Cehennem olsan, dibine düşerdim.
‘‘Beni saçlarındaki cennete göm!’’ diye diye.

İlle de ‘‘sen!’’ diyen sesimi Azrail’le de yüzleştirsen,
Beni milyon kere unutsan,
Bir kere sevdin ya sen beni,
‘‘Unutmam!’’

 
Hecelik - III ~



Gözyaşı sinmiş avuçlarla tokalaşmamak,
Dokundurmamak için yaslarına,
Ya da bir hüznün arasından geldiğini belli etmemek için o yeni adam’a.

Bazı kadınlar, gözyaşlarını hep ellerinin tersiyle silerler..
 
Son ~



Kendime sakladığım, senin bizden gizlediğindi.

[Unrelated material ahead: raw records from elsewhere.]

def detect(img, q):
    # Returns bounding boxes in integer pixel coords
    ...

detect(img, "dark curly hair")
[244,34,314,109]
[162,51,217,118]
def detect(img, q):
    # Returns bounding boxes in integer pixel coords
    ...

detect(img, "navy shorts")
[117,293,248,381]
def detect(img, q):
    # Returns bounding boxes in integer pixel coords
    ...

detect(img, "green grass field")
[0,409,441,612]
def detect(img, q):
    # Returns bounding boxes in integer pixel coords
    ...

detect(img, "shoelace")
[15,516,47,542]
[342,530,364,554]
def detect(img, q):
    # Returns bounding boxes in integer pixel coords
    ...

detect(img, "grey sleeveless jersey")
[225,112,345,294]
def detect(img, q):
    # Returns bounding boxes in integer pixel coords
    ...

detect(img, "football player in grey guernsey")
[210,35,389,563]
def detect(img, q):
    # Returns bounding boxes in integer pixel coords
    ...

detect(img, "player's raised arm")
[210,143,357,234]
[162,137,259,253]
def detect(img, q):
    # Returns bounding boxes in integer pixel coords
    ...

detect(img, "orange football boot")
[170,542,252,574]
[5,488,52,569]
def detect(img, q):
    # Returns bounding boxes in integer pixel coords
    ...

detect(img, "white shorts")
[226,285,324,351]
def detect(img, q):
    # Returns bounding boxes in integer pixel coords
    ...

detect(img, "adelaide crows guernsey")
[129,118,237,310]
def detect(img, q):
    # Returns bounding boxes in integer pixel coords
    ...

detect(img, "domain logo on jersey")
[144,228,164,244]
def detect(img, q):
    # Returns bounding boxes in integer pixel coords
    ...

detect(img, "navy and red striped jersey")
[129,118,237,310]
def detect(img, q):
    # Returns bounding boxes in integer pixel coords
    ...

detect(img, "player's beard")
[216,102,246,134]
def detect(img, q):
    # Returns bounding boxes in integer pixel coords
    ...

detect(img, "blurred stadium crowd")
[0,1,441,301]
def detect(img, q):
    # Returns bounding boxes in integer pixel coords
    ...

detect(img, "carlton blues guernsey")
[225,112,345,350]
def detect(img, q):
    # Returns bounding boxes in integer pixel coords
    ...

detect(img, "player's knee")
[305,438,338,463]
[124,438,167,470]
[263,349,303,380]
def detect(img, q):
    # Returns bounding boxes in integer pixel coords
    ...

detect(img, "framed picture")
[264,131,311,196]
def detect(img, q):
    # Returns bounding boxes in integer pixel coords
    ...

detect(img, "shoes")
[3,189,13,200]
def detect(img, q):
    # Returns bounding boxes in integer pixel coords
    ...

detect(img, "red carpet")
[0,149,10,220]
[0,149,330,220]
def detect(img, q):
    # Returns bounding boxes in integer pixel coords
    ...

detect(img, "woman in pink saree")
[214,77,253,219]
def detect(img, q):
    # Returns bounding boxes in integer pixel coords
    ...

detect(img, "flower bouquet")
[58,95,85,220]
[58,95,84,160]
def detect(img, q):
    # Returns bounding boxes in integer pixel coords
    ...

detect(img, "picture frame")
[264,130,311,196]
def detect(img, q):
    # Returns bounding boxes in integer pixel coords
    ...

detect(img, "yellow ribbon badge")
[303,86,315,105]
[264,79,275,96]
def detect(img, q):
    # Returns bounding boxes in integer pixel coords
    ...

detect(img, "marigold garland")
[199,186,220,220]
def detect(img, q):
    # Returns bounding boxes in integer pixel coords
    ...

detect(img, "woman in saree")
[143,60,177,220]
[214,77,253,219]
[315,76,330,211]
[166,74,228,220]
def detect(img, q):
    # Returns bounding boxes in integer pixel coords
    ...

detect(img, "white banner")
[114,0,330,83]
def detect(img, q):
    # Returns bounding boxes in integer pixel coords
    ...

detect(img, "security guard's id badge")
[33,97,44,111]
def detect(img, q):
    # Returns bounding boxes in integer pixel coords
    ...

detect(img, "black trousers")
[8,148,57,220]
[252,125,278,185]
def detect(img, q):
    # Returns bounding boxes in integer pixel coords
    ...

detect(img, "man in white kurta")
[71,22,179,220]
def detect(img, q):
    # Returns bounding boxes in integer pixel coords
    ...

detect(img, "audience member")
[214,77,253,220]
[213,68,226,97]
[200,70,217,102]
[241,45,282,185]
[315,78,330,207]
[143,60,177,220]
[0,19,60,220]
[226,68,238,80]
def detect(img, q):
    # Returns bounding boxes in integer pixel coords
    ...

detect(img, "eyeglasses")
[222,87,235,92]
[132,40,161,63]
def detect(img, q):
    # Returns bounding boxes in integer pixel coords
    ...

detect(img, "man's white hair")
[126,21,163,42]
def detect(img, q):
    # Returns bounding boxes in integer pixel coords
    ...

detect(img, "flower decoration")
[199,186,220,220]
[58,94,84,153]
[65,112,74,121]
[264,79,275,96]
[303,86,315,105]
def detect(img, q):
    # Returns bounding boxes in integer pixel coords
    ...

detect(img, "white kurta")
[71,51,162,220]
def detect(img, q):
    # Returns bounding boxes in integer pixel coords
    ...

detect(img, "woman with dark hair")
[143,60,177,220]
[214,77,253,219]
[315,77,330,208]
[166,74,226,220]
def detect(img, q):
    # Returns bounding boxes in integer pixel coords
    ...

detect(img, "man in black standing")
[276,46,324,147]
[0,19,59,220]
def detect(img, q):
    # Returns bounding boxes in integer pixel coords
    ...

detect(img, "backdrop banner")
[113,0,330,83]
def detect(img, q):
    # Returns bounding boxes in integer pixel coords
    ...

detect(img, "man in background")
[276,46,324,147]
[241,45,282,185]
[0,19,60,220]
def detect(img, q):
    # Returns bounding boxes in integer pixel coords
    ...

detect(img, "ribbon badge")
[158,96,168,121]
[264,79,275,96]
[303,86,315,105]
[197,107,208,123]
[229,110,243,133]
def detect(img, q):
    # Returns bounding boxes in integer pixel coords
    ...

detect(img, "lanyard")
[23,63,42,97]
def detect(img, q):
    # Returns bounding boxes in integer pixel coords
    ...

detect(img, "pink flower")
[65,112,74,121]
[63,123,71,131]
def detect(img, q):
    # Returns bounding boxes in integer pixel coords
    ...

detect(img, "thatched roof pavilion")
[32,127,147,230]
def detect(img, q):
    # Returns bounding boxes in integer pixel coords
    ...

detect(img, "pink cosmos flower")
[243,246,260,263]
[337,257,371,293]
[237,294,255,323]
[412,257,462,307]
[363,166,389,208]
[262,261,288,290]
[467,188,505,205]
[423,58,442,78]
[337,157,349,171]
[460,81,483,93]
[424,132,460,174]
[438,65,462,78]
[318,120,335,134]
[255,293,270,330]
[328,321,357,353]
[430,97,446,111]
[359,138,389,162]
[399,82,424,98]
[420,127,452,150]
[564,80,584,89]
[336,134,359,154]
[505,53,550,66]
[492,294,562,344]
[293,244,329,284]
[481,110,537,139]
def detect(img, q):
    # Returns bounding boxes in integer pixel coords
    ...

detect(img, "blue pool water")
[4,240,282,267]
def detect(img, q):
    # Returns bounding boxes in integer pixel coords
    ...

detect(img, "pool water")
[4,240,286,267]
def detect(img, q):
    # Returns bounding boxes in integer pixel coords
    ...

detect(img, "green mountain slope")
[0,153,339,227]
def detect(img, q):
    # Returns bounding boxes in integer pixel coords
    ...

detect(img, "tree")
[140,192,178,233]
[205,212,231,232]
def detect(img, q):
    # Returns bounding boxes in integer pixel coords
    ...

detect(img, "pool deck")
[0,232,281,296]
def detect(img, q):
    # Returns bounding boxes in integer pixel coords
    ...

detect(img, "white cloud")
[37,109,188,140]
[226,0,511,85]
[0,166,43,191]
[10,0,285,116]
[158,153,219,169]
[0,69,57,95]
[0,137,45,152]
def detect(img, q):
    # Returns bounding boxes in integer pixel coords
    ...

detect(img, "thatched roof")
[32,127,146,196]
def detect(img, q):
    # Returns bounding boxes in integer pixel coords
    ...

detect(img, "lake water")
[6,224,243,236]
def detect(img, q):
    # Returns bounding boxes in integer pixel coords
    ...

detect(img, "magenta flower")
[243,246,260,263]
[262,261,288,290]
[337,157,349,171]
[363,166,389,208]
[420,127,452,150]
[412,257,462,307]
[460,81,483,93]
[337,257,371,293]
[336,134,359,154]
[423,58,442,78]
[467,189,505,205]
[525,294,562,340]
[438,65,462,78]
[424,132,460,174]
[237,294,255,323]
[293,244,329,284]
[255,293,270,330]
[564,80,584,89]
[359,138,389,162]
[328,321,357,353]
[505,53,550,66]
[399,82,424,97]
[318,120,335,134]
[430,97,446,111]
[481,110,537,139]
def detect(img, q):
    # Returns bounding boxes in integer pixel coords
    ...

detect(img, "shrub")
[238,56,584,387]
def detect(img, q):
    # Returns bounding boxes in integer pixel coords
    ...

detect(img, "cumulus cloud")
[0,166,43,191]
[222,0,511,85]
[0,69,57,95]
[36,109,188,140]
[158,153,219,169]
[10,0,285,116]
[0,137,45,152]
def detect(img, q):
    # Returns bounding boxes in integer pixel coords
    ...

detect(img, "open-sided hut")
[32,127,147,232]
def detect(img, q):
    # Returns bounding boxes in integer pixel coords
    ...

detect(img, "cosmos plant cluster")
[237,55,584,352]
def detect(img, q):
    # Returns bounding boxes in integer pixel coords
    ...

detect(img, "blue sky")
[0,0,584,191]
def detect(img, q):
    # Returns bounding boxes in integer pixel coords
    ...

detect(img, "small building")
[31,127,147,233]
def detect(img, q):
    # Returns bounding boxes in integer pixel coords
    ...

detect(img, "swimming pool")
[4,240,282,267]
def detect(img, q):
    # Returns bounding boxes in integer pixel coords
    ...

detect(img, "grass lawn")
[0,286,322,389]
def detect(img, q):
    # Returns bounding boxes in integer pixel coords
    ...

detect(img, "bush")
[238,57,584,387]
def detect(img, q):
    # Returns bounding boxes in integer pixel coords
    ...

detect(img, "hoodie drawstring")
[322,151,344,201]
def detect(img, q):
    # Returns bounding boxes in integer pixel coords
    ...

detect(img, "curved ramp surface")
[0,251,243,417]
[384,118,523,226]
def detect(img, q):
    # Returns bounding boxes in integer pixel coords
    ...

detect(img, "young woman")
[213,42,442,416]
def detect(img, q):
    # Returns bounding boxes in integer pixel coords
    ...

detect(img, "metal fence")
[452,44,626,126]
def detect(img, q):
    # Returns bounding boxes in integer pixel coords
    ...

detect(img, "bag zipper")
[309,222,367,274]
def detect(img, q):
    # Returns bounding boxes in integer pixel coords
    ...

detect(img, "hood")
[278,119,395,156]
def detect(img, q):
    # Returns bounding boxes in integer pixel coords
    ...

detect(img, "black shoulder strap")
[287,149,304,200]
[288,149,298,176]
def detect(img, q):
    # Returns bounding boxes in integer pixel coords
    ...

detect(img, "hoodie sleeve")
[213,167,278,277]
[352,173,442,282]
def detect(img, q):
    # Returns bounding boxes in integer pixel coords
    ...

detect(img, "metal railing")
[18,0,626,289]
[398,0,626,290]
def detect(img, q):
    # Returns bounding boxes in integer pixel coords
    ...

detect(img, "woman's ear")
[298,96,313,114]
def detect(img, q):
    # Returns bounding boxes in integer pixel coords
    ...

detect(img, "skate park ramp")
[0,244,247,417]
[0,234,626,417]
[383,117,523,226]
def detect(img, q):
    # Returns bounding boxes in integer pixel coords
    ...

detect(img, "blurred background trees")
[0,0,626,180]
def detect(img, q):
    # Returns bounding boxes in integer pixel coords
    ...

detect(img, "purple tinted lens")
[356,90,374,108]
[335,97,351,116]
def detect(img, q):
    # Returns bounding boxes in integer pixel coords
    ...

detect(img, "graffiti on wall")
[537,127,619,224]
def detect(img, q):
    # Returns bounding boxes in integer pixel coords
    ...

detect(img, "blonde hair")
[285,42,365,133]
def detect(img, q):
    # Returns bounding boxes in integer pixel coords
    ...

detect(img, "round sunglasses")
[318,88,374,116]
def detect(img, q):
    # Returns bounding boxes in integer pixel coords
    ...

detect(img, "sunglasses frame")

Ucu paslı, sırtı terli, bir yüzü yaradan, diğer yüzü yârdan siluetli...
Bir bıçak kadar soğuğuz artık şimdi.

Aklımdan hiç çıkamayışını da çıkar aklımdan.

Sana bir daha dokunamayacak olmaksa beni bu kadar yalnızlaştıran,
Bileklerinle kes bileklerimi!

Ama bir daha dokun bana!

Kanım çekilirken de hep isterim ben katilimi.
Çıkan can mı çeker?
Akan kan mı çekecek?

İşte bu bilinmez.
 
Yarım ~



Aşk,

‘‘Sizi de aramızda görmekten mutluluk duyarız.’’ daki ‘‘siz’’e hiç yakıştıramadı bizi.

Uzun zamandır olana bitene öksüz gibi sevinip
Yetim gibi gülüyorum.

Ben ne kadar sensizim ki
‘‘Yalnız’’ bile demiyorlar da,
‘‘Bir yanı kayıp’’ diye bahsediyorlar yalnızca.


‘‘Miladı gözlerinden daha yakındı bana.’’ - İ.Ö
(İşkenceden Önce)

 
Özet ~



O aslında, haddinden fazla sevildi diye;
‘‘Yerleşmiş sevdasını, aşkın ana yurdunda inkâra yeltendi.’’

Nerede olduğunu ve kim olduğunu bilmeyen biri kadar kimliksiz artık, taşıdığı benlik.

Sevmek hayal gibi kaldı hayatımızda.
Kısacası her şey,
İki silik siluetin siyah beyaz fotoğrafı.

Bekleyişleri hep anlaşmalı,
Acıları da dayanılabilecek kadar ısmarlamaydı.

Kaygı, acı ve telaş birbirine karıştığında soldu mimozalar.
Sonra papatyanın fal bakabilen bir çiçek olduğuna inandım.

Şimdi özetle,
‘‘Uzun zaman oldu görüşmeyeli değil mi?’’ diyecek bahanemiz var artık o’nunla.
Denk gelinirse kullanılmaya hazır, bir kenarında ağzımızın.